The new Media Player 12 seemed to work nicely, so I decided to start with a DVD. Well, Windows 8 doesn’t come with DVD playback support! So that went nowhere fast. You have to purchase a plug-in pack from Microsoft for Media Player to get that functionality. Anyone wanting to test DVD playback for their video work will have to find another program, or shell out the money to Microsoft.

Customization Made Easy Hard

At this point, I figured I would try to customize the system some. That’s what serious users do, after all. Well, easier said than done.

Simple finding the control panel was a bit of a pain, as its not part of the start screen. There is actually an obscure sidebar that comes into view when you place your mouse into the corner of the screen.
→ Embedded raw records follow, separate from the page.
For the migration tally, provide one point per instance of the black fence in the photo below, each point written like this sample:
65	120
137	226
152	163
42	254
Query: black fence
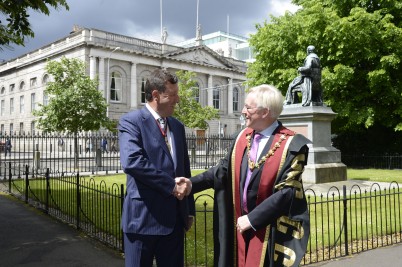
343	222
385	161
57	153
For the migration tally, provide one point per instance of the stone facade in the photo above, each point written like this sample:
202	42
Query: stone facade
123	63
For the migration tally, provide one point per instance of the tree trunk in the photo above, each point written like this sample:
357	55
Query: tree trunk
76	151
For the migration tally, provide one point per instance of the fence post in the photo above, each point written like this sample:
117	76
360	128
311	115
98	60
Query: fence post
345	219
121	204
78	201
47	190
26	182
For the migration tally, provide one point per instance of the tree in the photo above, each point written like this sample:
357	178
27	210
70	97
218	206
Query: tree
358	42
189	111
75	104
17	26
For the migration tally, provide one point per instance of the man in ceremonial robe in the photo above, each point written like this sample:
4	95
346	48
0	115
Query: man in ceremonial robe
264	221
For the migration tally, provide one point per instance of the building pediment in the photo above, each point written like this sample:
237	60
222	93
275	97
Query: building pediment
201	55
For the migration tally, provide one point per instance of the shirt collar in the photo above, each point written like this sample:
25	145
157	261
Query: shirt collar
267	132
153	112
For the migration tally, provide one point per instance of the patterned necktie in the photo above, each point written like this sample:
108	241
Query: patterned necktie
253	157
162	124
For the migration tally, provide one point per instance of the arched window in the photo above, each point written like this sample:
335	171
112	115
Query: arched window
45	99
216	98
116	85
45	79
236	99
22	85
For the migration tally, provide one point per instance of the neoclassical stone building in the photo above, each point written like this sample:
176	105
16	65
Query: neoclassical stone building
122	64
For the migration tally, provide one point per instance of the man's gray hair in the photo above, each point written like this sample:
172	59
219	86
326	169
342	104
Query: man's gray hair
269	97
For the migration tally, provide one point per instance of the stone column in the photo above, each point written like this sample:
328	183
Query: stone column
133	87
324	161
210	91
102	76
92	67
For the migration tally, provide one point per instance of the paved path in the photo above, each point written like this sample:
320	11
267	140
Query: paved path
390	256
29	238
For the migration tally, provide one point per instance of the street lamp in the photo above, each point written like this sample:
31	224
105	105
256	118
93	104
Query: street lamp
108	82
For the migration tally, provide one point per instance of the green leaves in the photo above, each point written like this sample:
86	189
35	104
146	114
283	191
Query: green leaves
358	43
189	111
17	26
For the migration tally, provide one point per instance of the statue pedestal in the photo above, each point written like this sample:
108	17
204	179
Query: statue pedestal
324	161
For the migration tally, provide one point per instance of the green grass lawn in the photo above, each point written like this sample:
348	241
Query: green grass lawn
199	241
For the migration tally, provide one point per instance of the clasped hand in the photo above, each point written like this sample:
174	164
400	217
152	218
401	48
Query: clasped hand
182	188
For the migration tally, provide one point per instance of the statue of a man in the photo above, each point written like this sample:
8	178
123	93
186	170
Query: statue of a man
308	83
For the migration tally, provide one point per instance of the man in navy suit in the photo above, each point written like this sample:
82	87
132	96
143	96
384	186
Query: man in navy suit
158	207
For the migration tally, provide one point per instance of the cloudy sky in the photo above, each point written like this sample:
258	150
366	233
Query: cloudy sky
142	19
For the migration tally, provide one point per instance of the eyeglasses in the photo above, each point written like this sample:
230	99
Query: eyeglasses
249	109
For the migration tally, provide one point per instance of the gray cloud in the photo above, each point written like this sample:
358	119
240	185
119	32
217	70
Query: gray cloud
141	18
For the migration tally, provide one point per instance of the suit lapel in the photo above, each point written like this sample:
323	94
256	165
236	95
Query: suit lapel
155	131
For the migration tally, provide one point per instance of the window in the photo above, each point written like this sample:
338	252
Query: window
45	99
216	98
196	91
33	82
12	105
45	79
22	105
143	100
32	101
33	127
22	85
115	86
235	99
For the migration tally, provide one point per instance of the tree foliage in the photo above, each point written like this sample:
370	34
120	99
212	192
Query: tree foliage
16	25
189	111
358	42
75	103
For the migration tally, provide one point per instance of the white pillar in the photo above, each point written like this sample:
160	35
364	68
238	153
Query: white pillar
210	92
230	96
133	87
92	67
102	77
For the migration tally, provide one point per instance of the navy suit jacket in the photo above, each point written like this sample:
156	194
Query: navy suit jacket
150	207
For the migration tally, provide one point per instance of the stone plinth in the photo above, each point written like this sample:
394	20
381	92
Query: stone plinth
324	161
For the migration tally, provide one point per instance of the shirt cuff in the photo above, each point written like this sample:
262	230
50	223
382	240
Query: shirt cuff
250	223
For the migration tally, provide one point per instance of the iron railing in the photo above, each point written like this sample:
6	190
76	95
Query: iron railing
343	222
56	152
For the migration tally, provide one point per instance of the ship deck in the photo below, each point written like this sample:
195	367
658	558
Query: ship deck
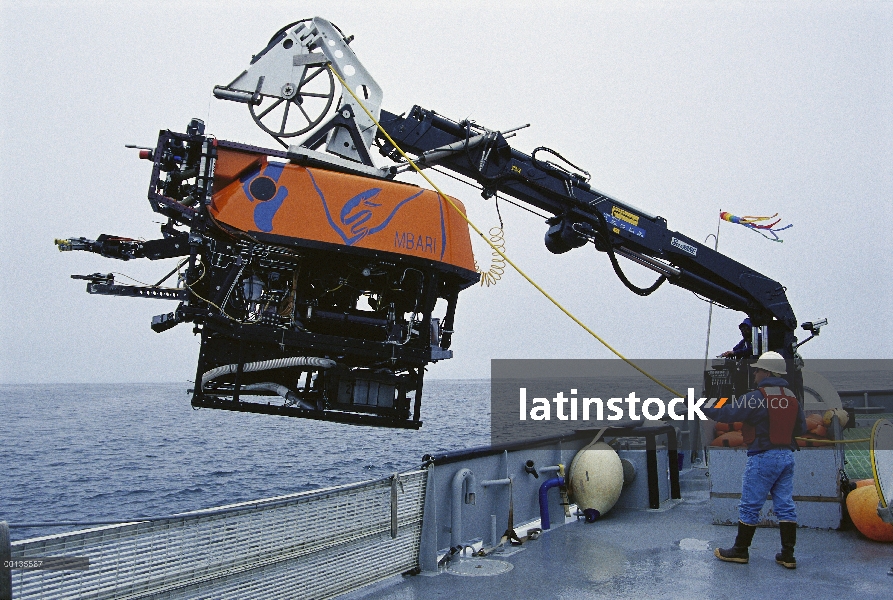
664	553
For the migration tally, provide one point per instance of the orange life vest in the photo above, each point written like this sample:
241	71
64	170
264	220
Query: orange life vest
783	409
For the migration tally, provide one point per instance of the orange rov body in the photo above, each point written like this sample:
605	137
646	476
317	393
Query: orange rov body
255	194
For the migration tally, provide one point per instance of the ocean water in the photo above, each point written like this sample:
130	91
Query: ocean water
107	452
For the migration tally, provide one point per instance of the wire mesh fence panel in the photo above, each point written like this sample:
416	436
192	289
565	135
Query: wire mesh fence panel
310	545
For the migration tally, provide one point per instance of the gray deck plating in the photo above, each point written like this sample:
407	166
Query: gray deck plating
639	554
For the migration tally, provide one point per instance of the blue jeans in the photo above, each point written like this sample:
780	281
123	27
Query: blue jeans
768	472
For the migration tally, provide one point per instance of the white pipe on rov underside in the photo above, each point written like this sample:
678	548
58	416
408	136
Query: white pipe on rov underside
290	397
463	478
265	365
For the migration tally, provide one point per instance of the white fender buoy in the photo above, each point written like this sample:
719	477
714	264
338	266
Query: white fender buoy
596	478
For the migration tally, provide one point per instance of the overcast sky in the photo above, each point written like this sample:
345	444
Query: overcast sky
682	109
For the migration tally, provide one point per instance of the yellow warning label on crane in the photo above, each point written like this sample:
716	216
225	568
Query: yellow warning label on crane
624	215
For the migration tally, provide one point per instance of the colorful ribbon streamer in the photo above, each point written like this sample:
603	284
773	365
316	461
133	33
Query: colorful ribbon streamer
751	223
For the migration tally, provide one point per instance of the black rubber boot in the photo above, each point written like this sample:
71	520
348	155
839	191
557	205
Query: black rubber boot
738	552
788	532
From here you can manually access the start screen, or click on a cog icon to access some more options, including the control panel as well as shutting down and restarting the machine. (You would figure that Shut Down and Restart would be in a easily accessible place like the Start screen.)

Speaking of lack of functionality, the Windows 8 version of Windows Mail does not support POP email accounts anymore. While Windows Mail was a free separate download for Windows 7, it at least gave you that full functionality for POP accounts.

The Bottom Line

From a business point of view, Windows 8 left behind the essentials of a business machine in favor of becoming an OS for the bleeding edge tech fanboy tablet user. Again, the OS is probably great for a tablet, but let’s be honest — nobody is going to do serious business work on a tablet. So it seems that Windows 7 is the last serious OS for companies who want to keep workflow and multitasking a priority.

Windows 8 is just not a good use of your time; I’d rather spend time on my videos. I don’t know about you, but I’ll be sticking with Windows 7 for a while. I’ll be in the studio if you need me!